As of Tuesday, there were still 187 inmates in Stateville, said AFSCME spokesman Anders Lindall.

When the plaintiffs sought a temporary restraining order to close Stateville in July, AFSCME expected Corrections to object, the lawsuit says. It says that days before Wood's ruling, AFSCME and the Department of Central Management Services, the state's human resources agency, agreed that negotiations about the impact of Stateville's closure on workers were premature because Corrections' plans had not yet been finalized.

AFSCME is concerned about the ability of Stateville employees to find new jobs. In a June hearing before a legislative review committee, corrections officials said there are plenty of prison jobs within 60 miles of Stateville. But many employees already travel long distances from Chicago and elsewhere to get to Stateville.

“If there are no more inmates at Stateville and the prison closes, the employees there will be at risk of layoffs, and the contract states that the department cannot initiate layoffs without negotiating how they should be handled,” Lindall said.

Lindall later confirmed that the department and AFSCME had met twice in the past two weeks to ensure that workers in Stateville “have alternatives without sacrificing wages or having to travel very long distances.”

A second issue is the safety of staff at the state's prisons that make transfers. Stateville is a maximum security prison, and according to AFSCME, inmates are being transferred to facilities that are not equipped for maximum security prisons.

In June, acting corrections director Latoya Hughes assured lawmakers that the agency would not adjust inmate security levels at Stateville to meet the needs of holding facilities.

“Rather, we will assess their medical, mental health, programmatic and educational needs, as well as their security level, to find appropriate placement for them in a facility with that security classification,” she said.

A request for comment was sent by email to the Prison Service.

AFSCME's complaint describes recent attacks on staff.

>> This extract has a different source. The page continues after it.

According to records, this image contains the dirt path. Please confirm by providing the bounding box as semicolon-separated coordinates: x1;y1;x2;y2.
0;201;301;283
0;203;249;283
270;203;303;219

The attacks included one in which an inmate was transferred from a maximum security prison to a lower security prison and another in which a correctional officer was left alone in a precarious situation due to understaffing. Staffing levels statewide average about 75% of allowable levels.

The shortage is also contributing to a rise in assaults among inmates, the union claims. In the fiscal year that ended June 30, there were 2,200 inmate-on-inmate assaults, a 53% increase from 2022.